阿照攥紧那只还淌血的手:“我来。”
“洛桑,你身上那点誓蛊残血是大祭司种的。引怨毒,得用沾过誓蛊的血开路。你愿不愿?”
洛桑沉默一瞬,撸起袖子,胳膊上一道青黑的纹还在。“我这条命本就是欠下的,引路赎罪,该的。”
“医者药感,分净污,我来。万物皆药,我比我爹多一样――我能一根丝一根丝地剥。”她看谢怀忱,“你的金罡血斩执念。母心显形那一下,大祭司的执念蛊线会露出来。砍壳没用,你那刀能斩线。”
“显形是哪一下?”
“我剥到最里头,它本体露出来那一瞬。早了砍空,晚了它缩回去。你得等我喊。”
“喊就砍。”谢怀忱没废话。
还差一样。净污,哪块好蛊,哪块坏蛊。母蛊心室太大,贪壳裹着古性缠在一处,她一个人分不清那么细。

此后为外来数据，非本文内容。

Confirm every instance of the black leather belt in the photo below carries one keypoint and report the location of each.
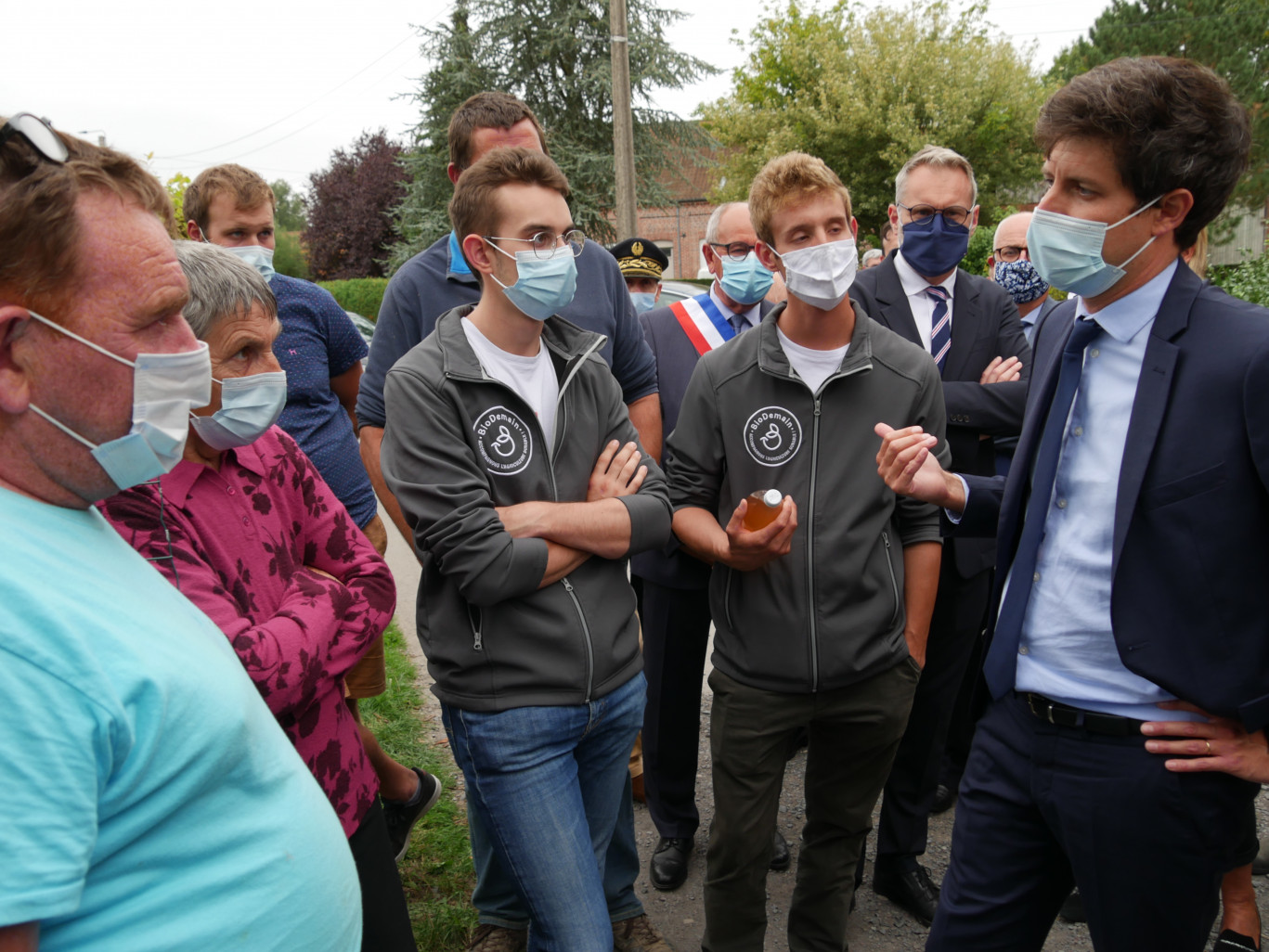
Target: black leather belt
(1093, 722)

她正发愁,怀里那孩子动了。谢星澜睁开一只黑瞳,脸还白着,鼻子先皱起来,一下一下吸。
“娘,我闻得出。”
“闻得出什么?”
“哪块好蛊,哪块坏蛊。”星澜往肉壁上点,“暖的、甜的,是好的。臭的、腻的、勾人的,是坏的。我刚才在那些丝里就分得出。”她吸了口气,脸更白,“我虚,可这个我能干。”
“你别逞强。”谢怀忱低头。
“爹,它借过我的壳,它的味我比谁都熟。这窟里就我闻得最清。”
母蛊认了她的药感,记了七年。这份熟,旁人替不了。沈婉凝把女儿额前那点黑血擦掉。
“好。你闻,娘剥。坏的娘拆,好的娘留。咱娘俩,一个鼻子一双手。”
封蛊局,凑齐了。圣女血安本源,药人骨引怨毒,医者药感分净污,金罡血斩执念,蛊童钥香辨好坏。
沈婉凝把那四个字又看了一遍。二十年,这局头一回凑齐了人。她爹没做成的,她来收尾。
“准备。”她抽出银针,指尖往虎口一咬,血珠冒出来。
阿照割破指,圣女血泛着银。洛桑那道青黑纹底下逼出一点暗血。谢怀忱掌心旧伤重新挤开,金罡气浮上刀刃。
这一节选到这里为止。